I have a question related to plotting the moving average by doing group by. I have taken the dataset from Kaggle https://www.kaggle.com/code/kp4920/s-p-500-stock-data-time-series-analysis/comments. I have extracted the few rows by applying the below condition.
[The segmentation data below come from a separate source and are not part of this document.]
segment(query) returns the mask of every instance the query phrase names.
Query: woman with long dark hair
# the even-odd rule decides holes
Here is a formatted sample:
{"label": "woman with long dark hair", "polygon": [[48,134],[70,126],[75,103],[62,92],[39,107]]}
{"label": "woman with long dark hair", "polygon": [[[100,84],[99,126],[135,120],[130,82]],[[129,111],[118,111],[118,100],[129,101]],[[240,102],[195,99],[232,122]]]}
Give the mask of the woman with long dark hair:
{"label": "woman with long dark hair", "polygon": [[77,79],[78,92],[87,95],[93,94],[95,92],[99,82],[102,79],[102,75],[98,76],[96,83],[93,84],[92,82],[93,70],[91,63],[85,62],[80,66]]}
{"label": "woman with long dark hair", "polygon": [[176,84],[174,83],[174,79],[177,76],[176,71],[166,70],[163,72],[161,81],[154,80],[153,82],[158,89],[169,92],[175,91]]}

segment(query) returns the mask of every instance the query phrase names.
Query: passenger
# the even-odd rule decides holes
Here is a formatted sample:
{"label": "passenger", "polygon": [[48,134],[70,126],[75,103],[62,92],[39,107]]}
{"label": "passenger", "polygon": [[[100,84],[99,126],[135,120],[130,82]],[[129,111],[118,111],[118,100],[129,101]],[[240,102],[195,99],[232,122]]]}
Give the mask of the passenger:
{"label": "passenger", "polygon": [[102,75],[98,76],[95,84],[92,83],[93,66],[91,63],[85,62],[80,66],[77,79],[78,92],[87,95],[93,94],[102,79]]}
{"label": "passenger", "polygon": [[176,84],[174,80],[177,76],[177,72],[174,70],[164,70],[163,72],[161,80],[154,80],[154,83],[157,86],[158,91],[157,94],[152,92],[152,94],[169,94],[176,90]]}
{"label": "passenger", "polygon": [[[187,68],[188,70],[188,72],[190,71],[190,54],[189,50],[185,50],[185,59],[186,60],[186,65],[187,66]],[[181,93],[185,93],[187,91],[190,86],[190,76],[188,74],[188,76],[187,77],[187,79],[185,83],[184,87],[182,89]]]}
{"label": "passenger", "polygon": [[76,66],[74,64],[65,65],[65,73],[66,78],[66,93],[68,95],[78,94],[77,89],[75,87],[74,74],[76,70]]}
new_df_A = new_df[(new_df.Name == 'A')]
new_df_A.sort_values(by=['Name', 'Date'])
And I tried to calculate the moving average for 30 days by implementing this code
for cols in new_df_A.columns:
if cols not in ['Name', 'Date',]:
new_df_A['ma_'+cols]=new_df_A.groupby('Name').rolling(30)[cols].mean().reset_index(drop=True)
And I got this warning error
/var/folders/6j/0bj57ss10ggbdk87dtdkbgyw0000gn/T/ipykernel_130/1482748670.py:3: SettingWithCopyWarning:
A value is trying to be set on a copy of a slice from a DataFrame.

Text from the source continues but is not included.